Canadian Forest Service Publications
Évaluation de la coupe avec protection de la régénération et des sols comme méthode de régénération de peuplements mélangés du domaine bioclimatique de la sapinière à bouleau jaune de l'est du Québec, Canada. 2000. Laflèche, V.; Ruel, J.C.; Archambault, L. The Forestry Chronicle 76(4) : 653-663.
Issued by: Laurentian Forestry Centre
Catalog ID: 20472
Availability: PDF (request by e-mail)
The effect of careful logging to preserve advance growth was studied in mixedwood stands of the balsam fir (Abies balsamea (L.) Mill.) - yellow birch (Betula alleghaniensis Britton) eco-climatic domain in eastern Quebec, Canada. The study is based on 19 sites harvested five years earlier. In each cutover, 50 sample plots have been established to quantify the abundance of regeneration five years after logging. This cutting method proved to be ineffective in limiting the invasion of competiting species such as mountain maple (Acer spicatum Lam.) and pin cheny (Prunus pensylvanica (L.), which fully occupied the sites with 25 092 and 5619 stems ha-1 respectively. Balsam fir was abundant after five years in the study area with 13 500 stems ha-1 but two thirds of the seedlings were smaller than 30 cm. Soil disturbance was minimal, probably limiting the establishment of yellow birch, which reached a density of 1416 stems ha-1 five years after logging. Height growth projection of regeneration over five years showed that competiting species should still dominate the sites. Commercial species should improve their position but would still account for only 40 % of dominant stems.
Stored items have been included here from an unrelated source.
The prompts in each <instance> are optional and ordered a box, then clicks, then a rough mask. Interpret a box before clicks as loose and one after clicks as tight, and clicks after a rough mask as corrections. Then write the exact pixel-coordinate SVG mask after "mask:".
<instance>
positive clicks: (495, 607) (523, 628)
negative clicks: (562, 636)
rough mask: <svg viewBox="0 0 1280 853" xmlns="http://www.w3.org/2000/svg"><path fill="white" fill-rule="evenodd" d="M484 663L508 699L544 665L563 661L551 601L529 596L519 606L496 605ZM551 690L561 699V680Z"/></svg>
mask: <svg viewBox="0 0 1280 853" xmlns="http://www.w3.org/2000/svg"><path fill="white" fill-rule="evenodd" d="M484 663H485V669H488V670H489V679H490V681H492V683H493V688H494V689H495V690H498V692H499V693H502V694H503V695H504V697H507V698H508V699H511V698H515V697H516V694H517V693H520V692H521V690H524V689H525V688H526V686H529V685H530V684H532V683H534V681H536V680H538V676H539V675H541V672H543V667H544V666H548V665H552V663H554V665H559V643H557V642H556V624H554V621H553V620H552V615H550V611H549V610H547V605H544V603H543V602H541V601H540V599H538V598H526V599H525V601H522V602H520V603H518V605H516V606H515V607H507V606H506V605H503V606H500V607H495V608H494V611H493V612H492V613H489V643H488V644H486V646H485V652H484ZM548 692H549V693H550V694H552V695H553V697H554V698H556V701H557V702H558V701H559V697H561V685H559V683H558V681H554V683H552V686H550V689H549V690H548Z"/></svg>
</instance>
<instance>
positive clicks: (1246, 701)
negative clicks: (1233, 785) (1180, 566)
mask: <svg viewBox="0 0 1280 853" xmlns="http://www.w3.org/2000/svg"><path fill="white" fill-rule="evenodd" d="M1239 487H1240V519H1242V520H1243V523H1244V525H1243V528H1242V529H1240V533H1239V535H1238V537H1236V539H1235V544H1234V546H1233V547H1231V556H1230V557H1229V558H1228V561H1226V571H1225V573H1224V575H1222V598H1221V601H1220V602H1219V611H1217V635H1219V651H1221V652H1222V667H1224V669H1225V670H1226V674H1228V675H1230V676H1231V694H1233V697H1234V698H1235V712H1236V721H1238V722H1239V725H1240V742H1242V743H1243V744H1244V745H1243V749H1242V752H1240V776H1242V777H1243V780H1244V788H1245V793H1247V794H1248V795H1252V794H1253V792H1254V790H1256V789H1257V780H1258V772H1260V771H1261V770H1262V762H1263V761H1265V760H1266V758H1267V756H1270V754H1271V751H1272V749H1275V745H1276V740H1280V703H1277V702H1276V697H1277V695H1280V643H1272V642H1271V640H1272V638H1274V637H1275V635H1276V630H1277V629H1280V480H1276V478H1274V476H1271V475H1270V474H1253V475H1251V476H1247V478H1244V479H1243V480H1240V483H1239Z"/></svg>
It is therefore unlikely that this regeneration method will be successful in bringing back the initial stand composition in a short period of time. The next stands will probably contain a high proportion of intolerant species with a dominance of paper birch (Betula papyrifera Marsh.) over yellow birch. In the near future, cleaning operations should be conducted to reduce the impact of competing vegetation and make sure that balsam fir will remain in the main canopy.